Relatório aponta que avanço do plantio de soja em Bonito pode prejudicar turismo ecológico

Nota técnica, intitulada “Análise e Riscos das Mudanças no Uso e Ocupação do Solo da Bacia Hidrográfica do Rio Miranda” e assinada pelo Instituto SOS Pantanal, Instituto Tamanduá, Instituto Libio, Fundação Neotrópica do Brasil e SOS Mata Atlântica, destacou que a qualidade da água na região de Bonito está ameaçada, ocasionando um efeito cascata negativo para a biodiversidade e que vai desaguar em algum ponto no ecoturismo.

Com base nos levantamentos feitos pelo MapBiomas e outras 30 fontes de pesquisa, o relatório das cinco instituições ambientais apontou que o avanço do cultivo da soja está intrinsecamente ligado aos perigos que estão pressionando o território. A partir dos números disponíveis, houve a identificação de um aumento de mais de 1.000% na área de plantio. Saiu de 0,4%, em 1985, para 7% do território do município, em 2023. Essa substituição de vegetação nativa por monocultura gera diferentes danos.

“Mudanças no uso e cobertura do solo, especialmente apoiadas no monocultivo de soja, têm acarretado […] a degradação da qualidade da água, o aumento da erosão do solo, a perda de biodiversidade e a alteração dos regimes hidrológicos”, detalhou a nota técnica assinada pelo Instituto SOS Pantanal, Instituto Tamanduá, Instituto Libio, Fundação Neotrópica do Brasil e SOS Mata Atlântica.

“Outro problema está ligado à contaminação ambiental por metais pesados, como cádmio, chumbo, cobre e zinco, que, somados à intensificação do uso de agrotóxicos na paisagem, podem afetar diretamente não somente a saúde da fauna e da flora e a fertilidade do solo, mas também representam um risco significativo à saúde humana através da bioacumulação ao longo da cadeia alimentar”, trouxe a nota.

A Bacia Hidrográfica do Rio Miranda engloba municípios como Miranda, Bodoquena, Bonito, Jardim, Nioaque, Anastácio, Aquidauana, Dois Irmãos do Buriti, Sidrolândia, Terenos, Corguinho, Rochedo, Jaraguari e Bandeirantes.

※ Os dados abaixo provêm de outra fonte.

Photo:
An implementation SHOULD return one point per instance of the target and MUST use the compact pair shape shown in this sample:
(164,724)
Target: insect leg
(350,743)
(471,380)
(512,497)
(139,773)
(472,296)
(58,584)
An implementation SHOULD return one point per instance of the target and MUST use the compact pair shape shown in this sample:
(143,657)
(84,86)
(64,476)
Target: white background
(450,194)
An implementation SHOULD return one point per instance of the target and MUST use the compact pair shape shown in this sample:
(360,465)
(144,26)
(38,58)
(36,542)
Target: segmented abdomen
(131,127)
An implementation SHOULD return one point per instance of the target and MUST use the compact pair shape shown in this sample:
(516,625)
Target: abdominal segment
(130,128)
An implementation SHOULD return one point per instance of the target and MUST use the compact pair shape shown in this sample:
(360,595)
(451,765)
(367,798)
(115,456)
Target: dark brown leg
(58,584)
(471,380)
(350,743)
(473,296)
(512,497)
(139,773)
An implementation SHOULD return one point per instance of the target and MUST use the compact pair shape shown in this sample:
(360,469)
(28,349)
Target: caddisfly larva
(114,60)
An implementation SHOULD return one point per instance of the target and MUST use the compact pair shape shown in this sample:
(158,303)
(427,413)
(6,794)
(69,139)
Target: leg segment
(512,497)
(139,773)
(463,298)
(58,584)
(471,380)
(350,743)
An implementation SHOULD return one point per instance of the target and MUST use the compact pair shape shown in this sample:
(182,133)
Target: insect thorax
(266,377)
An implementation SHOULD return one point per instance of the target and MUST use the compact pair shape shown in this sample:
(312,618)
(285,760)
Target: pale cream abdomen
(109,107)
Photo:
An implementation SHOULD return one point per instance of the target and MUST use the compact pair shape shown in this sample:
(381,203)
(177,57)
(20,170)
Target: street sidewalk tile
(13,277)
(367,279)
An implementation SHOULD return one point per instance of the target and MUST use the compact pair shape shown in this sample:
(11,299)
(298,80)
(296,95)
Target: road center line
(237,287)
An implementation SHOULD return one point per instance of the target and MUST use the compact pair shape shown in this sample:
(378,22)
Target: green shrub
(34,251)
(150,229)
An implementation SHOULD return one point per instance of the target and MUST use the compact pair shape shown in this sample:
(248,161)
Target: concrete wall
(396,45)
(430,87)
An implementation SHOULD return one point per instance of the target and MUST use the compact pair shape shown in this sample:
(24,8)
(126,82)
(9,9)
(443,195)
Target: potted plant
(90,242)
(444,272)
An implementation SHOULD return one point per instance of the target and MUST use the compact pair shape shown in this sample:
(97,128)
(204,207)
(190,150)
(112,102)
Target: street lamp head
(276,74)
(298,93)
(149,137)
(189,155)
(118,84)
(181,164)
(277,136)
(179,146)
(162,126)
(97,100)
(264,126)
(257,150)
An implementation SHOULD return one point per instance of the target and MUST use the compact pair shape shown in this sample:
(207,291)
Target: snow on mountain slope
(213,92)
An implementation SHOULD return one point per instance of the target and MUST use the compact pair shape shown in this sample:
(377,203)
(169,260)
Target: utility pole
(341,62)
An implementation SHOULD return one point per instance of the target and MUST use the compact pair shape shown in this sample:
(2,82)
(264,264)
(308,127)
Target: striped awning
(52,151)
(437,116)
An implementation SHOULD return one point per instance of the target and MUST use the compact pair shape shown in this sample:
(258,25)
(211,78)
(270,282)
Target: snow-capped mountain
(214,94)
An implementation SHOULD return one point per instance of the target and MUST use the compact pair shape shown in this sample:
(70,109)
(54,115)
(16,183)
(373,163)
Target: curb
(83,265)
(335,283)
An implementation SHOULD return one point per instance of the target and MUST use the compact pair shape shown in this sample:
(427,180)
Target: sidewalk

Nesse território, ecossistemas apontados como mais sensíveis e vulneráveis a sofrer danos com atividades que geram impactos ambientais ficam próximos a Bonito, com influência direta nos rios cênicos Formoso e da Prata.

Afetar a qualidade da água em Bonito pode gerar repercussão em um Produto Interno Bruto (PIB) de aproximadamente R$ 1,2 bilhão. Por lá, o setor de serviços movimenta 40% da economia, principalmente por conta do turismo. A agropecuária, porém, é também um dos motores do PIB, representando cerca de 36%, além da administração pública (15%) e da indústria (8%). São mais de 300 mil turistas que visitam a cidade de 25 mil habitantes por ano.

Na nota técnica, tanto a pastagem como a soja emergiram como setores que geram impactos negativos para a garantia das belezas da Capital do Ecoturismo. “A classe de uso do solo ‘pastagem’ apresentou uma flutuação nos 38 anos de dados disponíveis. Inicialmente, 24% do território da BHRM [Bacia Hidrográfica do Rio Miranda] era ocupado por pastagens, elevando para 45% em 2005 e reduzindo para 38% em 2023. Houve um acréscimo desta classe em mais de 600 mil hectares entre 1985 e 2023. A classe ‘soja’ chama atenção pela grande diferença. Em 1985, apenas 0,4% da área da BHRM, totalizando mais de 16 mil hectares. Em 2005, já havia saltado para 2,3% do território, ampliando em mais de 80 mil hectares. Em 2023, esta cultura atingiu 7% da área da bacia, ocupando 300 mil hectares. De 1985 para 2023, ocorreu um salto de mais de 280 mil hectares”, elencou a pesquisa.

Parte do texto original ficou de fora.